Siapa yang Berpeluang Paling Untung dari Perjanjian Nominee?
Berita

Siapa yang Berpeluang Paling Untung dari Perjanjian Nominee?

Kepemilikan nominee yang diakui Mahkamah Agung secara hukum atas dasar dokumen bukti kepemilikan.

Norman Edwin Elnizar
Bacaan 2 Menit
Para pembicara dalam diskusi mengenai perjanjian nominee dalam kasus pertanahan yang diselenggarakan hukumonline. Foto: RES
Para pembicara dalam diskusi mengenai perjanjian nominee dalam kasus pertanahan yang diselenggarakan hukumonline. Foto: RES

Siapa yang paling diuntungkan dalam perjanjian nominee (pinjam nama) kepemilikan tanah? Banyak yang mengira para pemilik uang yang meminta bantuan nominee. Terutama para pemilik uang yang statusnya Warga Negara Asing (WNA).

Dalam diskusi yang digelar hukumonline, Selasa (18/2) justru terungkap bahwa nominee paling berpeluang mengambil keuntungan besar. Begini penjelasannya.

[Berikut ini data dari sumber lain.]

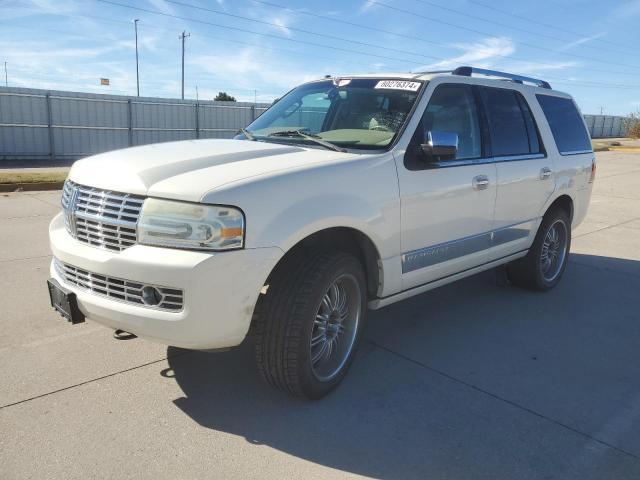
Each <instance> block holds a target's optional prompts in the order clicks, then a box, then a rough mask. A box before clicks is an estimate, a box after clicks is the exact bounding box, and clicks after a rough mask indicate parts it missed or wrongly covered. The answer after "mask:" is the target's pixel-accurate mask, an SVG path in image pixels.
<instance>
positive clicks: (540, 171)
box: [540, 167, 551, 180]
mask: <svg viewBox="0 0 640 480" xmlns="http://www.w3.org/2000/svg"><path fill="white" fill-rule="evenodd" d="M550 177H551V169H550V168H549V167H544V168H543V169H541V170H540V180H546V179H547V178H550Z"/></svg>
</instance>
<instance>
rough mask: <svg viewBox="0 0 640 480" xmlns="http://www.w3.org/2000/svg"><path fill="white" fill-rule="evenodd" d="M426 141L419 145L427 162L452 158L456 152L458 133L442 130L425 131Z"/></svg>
mask: <svg viewBox="0 0 640 480" xmlns="http://www.w3.org/2000/svg"><path fill="white" fill-rule="evenodd" d="M426 140H427V143H423V144H422V145H420V147H421V148H422V151H423V152H424V154H425V156H426V158H427V161H428V162H437V161H442V160H454V159H455V158H456V153H457V152H458V134H457V133H453V132H444V131H442V130H430V131H428V132H427V138H426Z"/></svg>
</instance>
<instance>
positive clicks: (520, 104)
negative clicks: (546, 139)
mask: <svg viewBox="0 0 640 480" xmlns="http://www.w3.org/2000/svg"><path fill="white" fill-rule="evenodd" d="M516 96H517V97H518V100H519V102H520V108H521V109H522V115H523V116H524V123H525V125H526V126H527V135H528V136H529V152H530V153H540V152H542V146H541V142H540V136H539V134H538V128H537V126H536V122H535V120H534V119H533V114H532V113H531V110H530V109H529V105H528V104H527V101H526V100H525V99H524V97H523V96H522V95H520V94H518V93H516Z"/></svg>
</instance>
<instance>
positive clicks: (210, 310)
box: [49, 215, 283, 349]
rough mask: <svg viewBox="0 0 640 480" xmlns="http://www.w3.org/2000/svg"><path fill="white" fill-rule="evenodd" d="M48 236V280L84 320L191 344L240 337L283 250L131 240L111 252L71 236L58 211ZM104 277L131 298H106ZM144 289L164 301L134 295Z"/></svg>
mask: <svg viewBox="0 0 640 480" xmlns="http://www.w3.org/2000/svg"><path fill="white" fill-rule="evenodd" d="M49 238H50V241H51V250H52V252H53V256H54V259H53V261H52V263H51V277H52V278H54V279H55V280H56V281H57V282H58V283H60V285H62V286H63V287H64V288H65V289H68V290H70V291H72V292H73V293H75V295H76V298H77V302H78V307H79V309H80V311H81V312H82V313H83V314H84V315H85V316H86V317H87V318H88V319H90V320H93V321H96V322H98V323H101V324H103V325H105V326H107V327H110V328H113V329H121V330H125V331H127V332H131V333H134V334H136V335H138V336H140V337H145V338H148V339H151V340H154V341H157V342H160V343H165V344H167V345H173V346H177V347H183V348H192V349H216V348H226V347H232V346H235V345H238V344H240V343H241V342H242V340H243V339H244V338H245V336H246V334H247V331H248V329H249V325H250V323H251V317H252V316H253V309H254V307H255V304H256V301H257V299H258V295H259V294H260V290H261V288H262V286H263V285H264V282H265V281H266V279H267V277H268V276H269V273H270V272H271V270H272V269H273V267H274V266H275V265H276V263H277V262H278V260H280V258H281V257H282V255H283V252H282V250H280V249H279V248H277V247H273V248H256V249H243V250H233V251H228V252H220V253H205V252H195V251H187V250H177V249H167V248H158V247H148V246H144V245H135V246H132V247H129V248H127V249H126V250H123V251H122V252H110V251H107V250H102V249H98V248H95V247H91V246H88V245H85V244H83V243H80V242H78V241H77V240H75V239H73V238H72V237H71V236H70V235H69V234H68V233H67V231H66V230H65V227H64V223H63V220H62V216H61V215H58V216H56V217H55V218H54V219H53V221H52V222H51V225H50V227H49ZM61 265H64V267H66V268H61ZM70 272H71V273H72V275H70ZM105 281H108V282H109V284H110V285H114V284H115V289H116V290H115V291H116V292H118V291H121V290H122V287H121V285H122V282H126V284H127V285H128V286H130V287H131V288H129V287H126V289H128V290H126V292H127V293H129V294H130V295H126V294H124V295H121V294H119V293H116V294H114V295H110V294H109V293H108V292H107V291H106V290H105V288H103V287H104V285H105ZM144 286H150V287H154V288H157V289H158V290H159V291H161V292H167V295H166V297H164V298H165V299H166V300H167V305H163V304H162V303H160V304H159V305H156V306H148V305H145V304H144V302H141V301H140V297H139V296H138V295H136V293H138V292H140V291H141V289H142V288H144ZM92 290H93V291H92ZM110 291H111V290H110ZM178 292H181V293H182V298H180V297H176V296H175V295H177V294H178ZM174 303H177V304H178V305H174ZM163 307H164V308H163Z"/></svg>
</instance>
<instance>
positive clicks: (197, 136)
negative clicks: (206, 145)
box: [196, 102, 200, 138]
mask: <svg viewBox="0 0 640 480" xmlns="http://www.w3.org/2000/svg"><path fill="white" fill-rule="evenodd" d="M199 106H200V104H199V103H198V102H196V138H200V114H199V113H198V109H199Z"/></svg>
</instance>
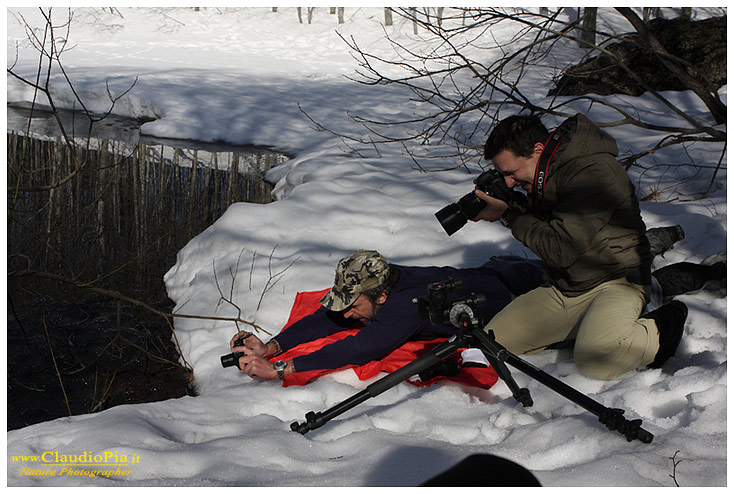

1. Kausa Tidak Halal dalam Perjanjian Nominee

“Pasal 21 ayat 1 dan Pasal 26 ayat 2 UU Nomor 5 Tahun 1960 tentang Peraturan Dasar Pokok Pokok Agraria (UUPA) melarang WNA memiliki tanah dengan status Hak Milik di Indonesia,” kata Hakim Agung I Gusti Sumanatha.

WNA hanya bisa mendapatkan Hak Pakai dan Hak Sewa Untuk Bangunan. Ketentuan ini ditegaskan dalam Psal 41 dan Pasal 42 UUPA serta Peraturan Pemerintah (PP) No.103 Tahun 2015 tentang Pemilikan Rumah Tempat Tinggal atau Hunian oleh Orang Asing yang Berkedudukan di Indonesia.

Sumanatha menjelaskan segala variasi perjanjian nominee hak milik tanah pada dasarnya penyelundupan hukum (wetsontduiking/fraus legis). Tujuannya memungkinkan WNA menguasai dan melakukan segala perbuatan hukum seolah-olah pemegang Hak Milik. Hal ini tentu bertentangan dengan pasal 21 ayat (1) dan pasal 26 ayat (2) UUPA.

“Perjanjian yang merupakan bentuk penyelundupan hukum seperti itu tidak memenuhi syarat sebab yang halal,” katanya. Sebab halal yang dimaksud merujuk pasal 1320 KUHPerdata tentang syarat sah perjanjian.

(Baca juga: Tiga Hal yang Harus Diperhatikan Notaris Terkait PP Hunian Orang Asing).

Adanya larangan dalam undang-undang menyebabkan syarat sebab yang halal tidak terpenuhi. Ia merujuk pasal 1335 dan 1337 KUHPerdata. Diatur soal sebab-sebab terlarang dalam perjanjian apabila dilarang oleh undang-undang, berlawanan dengan kesusilaan atau melanggar ketertiban umum.